Case Study 01 — Jordan: The Campaign and the Case He Built

Chapter 4 Application: Cognitive Biases


Extended Analysis

The campaign decision from the chapter opening deserves closer examination, because it illustrates how cognitive biases interact and reinforce each other — not as isolated errors, but as a system.

The Biases at Work

Confirmation bias (primary): Jordan wanted Option B. He had been leaning that direction intuitively — something about its boldness appealed to him. Once he had that prior, his information-gathering became confirming rather than investigating. He read the market analysis, but moved quickly through the section on stable return profiles for Option A. He selected colleagues known to be enthusiastic about bold moves. He populated the industry comparison database with successful comparables rather than comprehensive ones.

He did not experience himself as cherry-picking. He experienced himself as doing analysis.

Overconfidence: Jordan's presentation to Helen was confident. He had charts. He had three colleagues' perspectives. He had market comparisons. He believed the analysis was solid. He was unaware that his confidence was largely being fueled by the coherence of a case he had constructed — not by the actual quality of the evidence.

Research on confidence shows that we tend to be more confident when we have more information, even when the additional information is irrelevant or selected to confirm. Jordan had a lot of information. This felt like rigor. It was not rigor; it was a well-organized confirmation.

Availability heuristic: The most memorable campaign successes in Jordan's professional memory were bold, breakout campaigns. The failures — the bold campaigns that burned budget and underdelivered — were less salient, more quickly forgotten, more often attributed to execution problems rather than strategy. The ease with which he could recall bold successes made boldness seem like a good bet, independently of the actual statistical distribution.

Anchoring: Jordan had been excited about Option B from first encounter. This first-impression anchor shaped his subsequent processing: he was evaluating new information as it related to his anchor (Option B) rather than evaluating both options from an equal baseline.

The Deeper Pattern

What makes Jordan's case illustrative is that his biased process was not a moral failure — it was motivated by real professional enthusiasm and genuine belief that Option B was better.

The problem is that motivated processes and rigorous processes look identical from the inside. Both feel like thinking hard about the problem. Both produce conclusions with confident internal coherence. The difference is only visible from the outside — in the structure of the process, in what was and was not examined.

This is why Jordan's problem is not fixable by "trying harder to be objective." Trying harder within a motivated process produces more of the same. What would have helped:

  1. Explicitly appointing someone to argue for Option A — a formal red team role with explicit mandate to find Option B's weaknesses
  2. Pre-commitment to examining failure rates — before gathering any evidence, committing to looking at the base rate of similar bold campaign results, not just selected successes
  3. Anonymizing the process at key stages — removing his name from the preliminary evaluation to reduce identity stake
  4. A pre-mortem — imagining Option B has failed dramatically, and working backward to identify what would have caused it

None of these would have guaranteed Option A wins. Option B might genuinely be better. But the process would have produced information he could trust, rather than a case he had built.

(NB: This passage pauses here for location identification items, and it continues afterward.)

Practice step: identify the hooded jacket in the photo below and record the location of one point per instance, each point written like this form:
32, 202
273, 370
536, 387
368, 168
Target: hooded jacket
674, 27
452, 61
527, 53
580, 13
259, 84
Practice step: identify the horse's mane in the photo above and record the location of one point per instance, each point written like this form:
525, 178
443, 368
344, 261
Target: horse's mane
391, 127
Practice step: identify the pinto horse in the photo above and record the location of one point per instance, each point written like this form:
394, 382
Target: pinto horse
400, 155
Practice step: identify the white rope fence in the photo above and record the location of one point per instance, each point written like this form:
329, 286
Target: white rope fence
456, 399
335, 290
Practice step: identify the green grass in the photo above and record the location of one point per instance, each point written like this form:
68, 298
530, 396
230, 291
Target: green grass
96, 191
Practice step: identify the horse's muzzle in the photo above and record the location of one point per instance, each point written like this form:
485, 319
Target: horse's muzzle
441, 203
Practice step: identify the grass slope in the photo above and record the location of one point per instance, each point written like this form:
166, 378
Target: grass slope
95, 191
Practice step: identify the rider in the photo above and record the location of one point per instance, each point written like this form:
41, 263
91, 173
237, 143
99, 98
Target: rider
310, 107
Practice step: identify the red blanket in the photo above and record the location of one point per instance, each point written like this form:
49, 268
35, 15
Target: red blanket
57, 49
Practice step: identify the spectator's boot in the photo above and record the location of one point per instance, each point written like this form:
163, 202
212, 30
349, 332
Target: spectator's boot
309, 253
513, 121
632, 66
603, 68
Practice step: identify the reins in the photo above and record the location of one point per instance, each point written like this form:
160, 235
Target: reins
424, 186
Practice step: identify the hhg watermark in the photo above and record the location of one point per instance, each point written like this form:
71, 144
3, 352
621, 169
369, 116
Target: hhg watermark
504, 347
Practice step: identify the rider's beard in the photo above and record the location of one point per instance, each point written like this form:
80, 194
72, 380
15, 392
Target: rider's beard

Jordan's Reflection (Six Months Later)

Six months later, Option B is underperforming its projections. Not catastrophically — there's time to course-correct — but not at the level Jordan's charts had suggested.

In a private moment, Jordan is honest with himself: he chose the consultants he knew would be enthusiastic. He skipped the section about comparable campaigns' fail rate. He built the case.

The next thought is: Did I do that intentionally?

He genuinely does not know. Which is the correct answer. Motivated reasoning is not deliberate dishonesty. It is the cognitive system serving the preferences and identity of its operator — seamlessly, invisibly, convincingly.

What Jordan is learning to do is not to blame himself for the bias, which serves nothing — but to design his processes against it, knowing that his own enthusiasm and desire for a particular outcome is a liability in the analysis phase.

This is the functional definition of wisdom in decision-making: not freedom from bias, but institutional knowledge about your own biases and structures designed to compensate for them.


Discussion Questions

  1. Jordan's biases were not random — they were patterned in a specific direction (toward boldness and risk-taking). What does this suggest about the relationship between personality or character and the specific biases we are most prone to?

  2. The case suggests that motivated reasoning and genuine reasoning look identical from the inside. Is there any internal experience that might distinguish them? What would it feel like to be doing motivated reasoning well enough to fool yourself?

  3. The practical suggestions (red team, pre-commitment, pre-mortem) are described as debiasing strategies. But they require someone to put them in place — someone who already recognizes the bias risk. Jordan didn't recognize it during the campaign decision. When and how should we build debiasing structures into our processes, given that we may not recognize the bias in the moment it is operating?

  4. Six months later, Option B is underperforming. Does this evidence confirm that Jordan made a biased error? Or could his conclusion (Option B is better) have been correct and the underperformance be due to other factors? What does this illustrate about the difficulty of learning from outcomes?